The Middle East is playing by a completely different set of rules.

In the 7th century AD, a dispute arose over who should succeed Mohamed as the leader of the Muslim world. One group, now known as Sunni, supported the succession of Abu Bakr, and the other, now known as Shia, backed Ali ibn Abi Talib. The two factions have fought ever since, often in very bloody and very brutal ways.. The Sunni faction spread Islam West and South through North Africa beginning in the decade following the death of the Prophet. It was a bloody, convert or die process. Shia Islam spread in the old Levant (Syria, Jordan), and east through Iran, Afghanistan and Pakistan.

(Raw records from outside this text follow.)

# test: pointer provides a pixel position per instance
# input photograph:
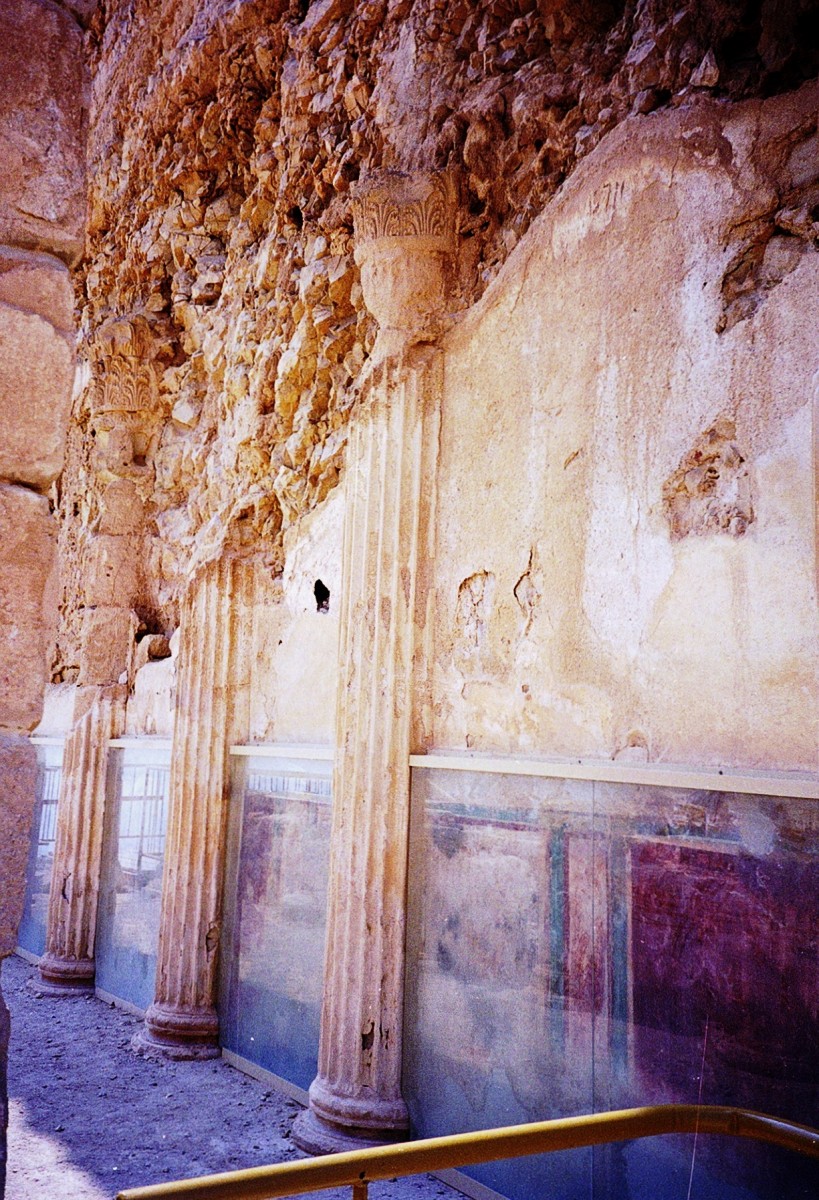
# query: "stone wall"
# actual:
(42, 137)
(226, 142)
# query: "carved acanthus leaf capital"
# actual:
(405, 245)
(121, 357)
(392, 204)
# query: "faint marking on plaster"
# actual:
(526, 593)
(710, 491)
(472, 613)
(634, 749)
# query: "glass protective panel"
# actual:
(131, 882)
(274, 957)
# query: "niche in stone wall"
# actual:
(710, 491)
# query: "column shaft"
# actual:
(183, 1018)
(357, 1092)
(72, 903)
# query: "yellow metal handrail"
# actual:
(363, 1167)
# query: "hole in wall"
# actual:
(322, 594)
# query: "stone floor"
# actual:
(89, 1116)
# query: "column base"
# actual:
(180, 1033)
(335, 1123)
(65, 977)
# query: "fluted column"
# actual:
(183, 1020)
(405, 235)
(72, 904)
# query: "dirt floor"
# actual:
(89, 1116)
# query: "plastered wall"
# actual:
(626, 546)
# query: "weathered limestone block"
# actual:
(356, 1096)
(18, 777)
(72, 904)
(27, 562)
(42, 199)
(36, 372)
(107, 649)
(37, 283)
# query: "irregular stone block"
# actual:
(18, 778)
(37, 283)
(107, 645)
(42, 199)
(27, 559)
(36, 373)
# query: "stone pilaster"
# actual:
(72, 905)
(183, 1020)
(405, 240)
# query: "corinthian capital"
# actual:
(405, 245)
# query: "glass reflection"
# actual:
(275, 958)
(578, 947)
(31, 935)
(131, 883)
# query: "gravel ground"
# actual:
(89, 1116)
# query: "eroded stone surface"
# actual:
(227, 143)
(37, 283)
(651, 468)
(18, 774)
(41, 129)
(36, 371)
(27, 606)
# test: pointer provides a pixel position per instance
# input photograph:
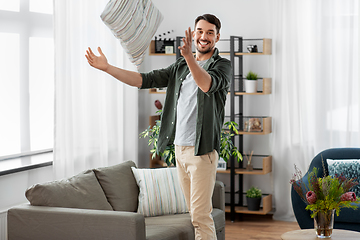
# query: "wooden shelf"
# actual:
(267, 50)
(266, 168)
(266, 208)
(156, 91)
(266, 128)
(266, 86)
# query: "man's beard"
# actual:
(204, 51)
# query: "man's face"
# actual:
(205, 36)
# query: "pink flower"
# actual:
(311, 197)
(349, 196)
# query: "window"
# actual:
(27, 77)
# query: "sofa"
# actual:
(349, 219)
(103, 203)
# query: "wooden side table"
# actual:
(309, 234)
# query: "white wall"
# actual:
(249, 19)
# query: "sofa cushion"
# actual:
(160, 191)
(134, 23)
(176, 226)
(80, 191)
(349, 168)
(120, 186)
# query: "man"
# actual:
(193, 113)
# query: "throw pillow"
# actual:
(80, 191)
(350, 168)
(134, 23)
(120, 186)
(160, 192)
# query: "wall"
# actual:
(249, 19)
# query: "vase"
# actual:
(323, 223)
(250, 86)
(253, 203)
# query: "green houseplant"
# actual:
(251, 82)
(253, 198)
(227, 147)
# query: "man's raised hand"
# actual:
(99, 62)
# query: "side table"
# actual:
(309, 234)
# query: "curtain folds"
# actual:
(91, 127)
(316, 89)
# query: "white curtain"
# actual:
(316, 86)
(95, 115)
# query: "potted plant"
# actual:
(253, 198)
(227, 147)
(251, 82)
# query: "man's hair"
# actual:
(211, 19)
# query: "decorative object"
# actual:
(251, 82)
(253, 198)
(349, 168)
(324, 223)
(323, 195)
(134, 23)
(252, 125)
(249, 166)
(252, 48)
(160, 192)
(221, 164)
(158, 104)
(227, 147)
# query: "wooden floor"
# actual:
(257, 227)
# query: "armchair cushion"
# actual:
(160, 192)
(80, 191)
(119, 186)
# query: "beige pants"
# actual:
(197, 176)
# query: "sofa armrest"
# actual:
(219, 196)
(38, 222)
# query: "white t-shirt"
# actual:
(186, 111)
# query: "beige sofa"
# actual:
(100, 204)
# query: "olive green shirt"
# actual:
(210, 105)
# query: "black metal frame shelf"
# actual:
(236, 94)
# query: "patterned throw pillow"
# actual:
(160, 192)
(134, 23)
(350, 168)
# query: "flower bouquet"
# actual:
(323, 196)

Today there are significant Shia populations in Turkey and Yemen as well.

While there have been frequent, brief rests, these two factions have been killing each other since 678 AD. That’s how far back their attention span goes. ISIL is merely the most recent incarnation of this battle, and even a surface read of history will show that is not the most viscous.

The conflict between Sunni and Shia predates the entire history of the United States by more than a thousand years. What Hubris we must have to think we can solve it. While over the years there have been different organizing principles in the Islamic conflict, both sides have found that finding a common enemy can help achieve a short term victory. For the past 50 years or so, The United States has filled that role. Every attempt we make to “solve” the Middle East problem solidifies our position as the “The Great Satan” against whom Islam must battle. But, as Bernard Hayke wrote in a recent New York Times op ed piece, for the Sunni and Shia, “the enemy of their enemy is still their enemy”. Shia and Sunni will never unite. They may ally themselves, temporarily, against a common enemy. But the United States is only serving to bolster one side or the other in this eternal conflict between two resolute opponents.

There is no strategy that will lead us to victory here. We can form a coalition to defeat al Quida, or Boca Haram, or Al Shabaz, or ISIL. But unless we find a way to extricate ourselves from that long standing religious war, we will find ourselves playing a continuous, giant, lethal game of Whack-a-Mole, a game with no winners.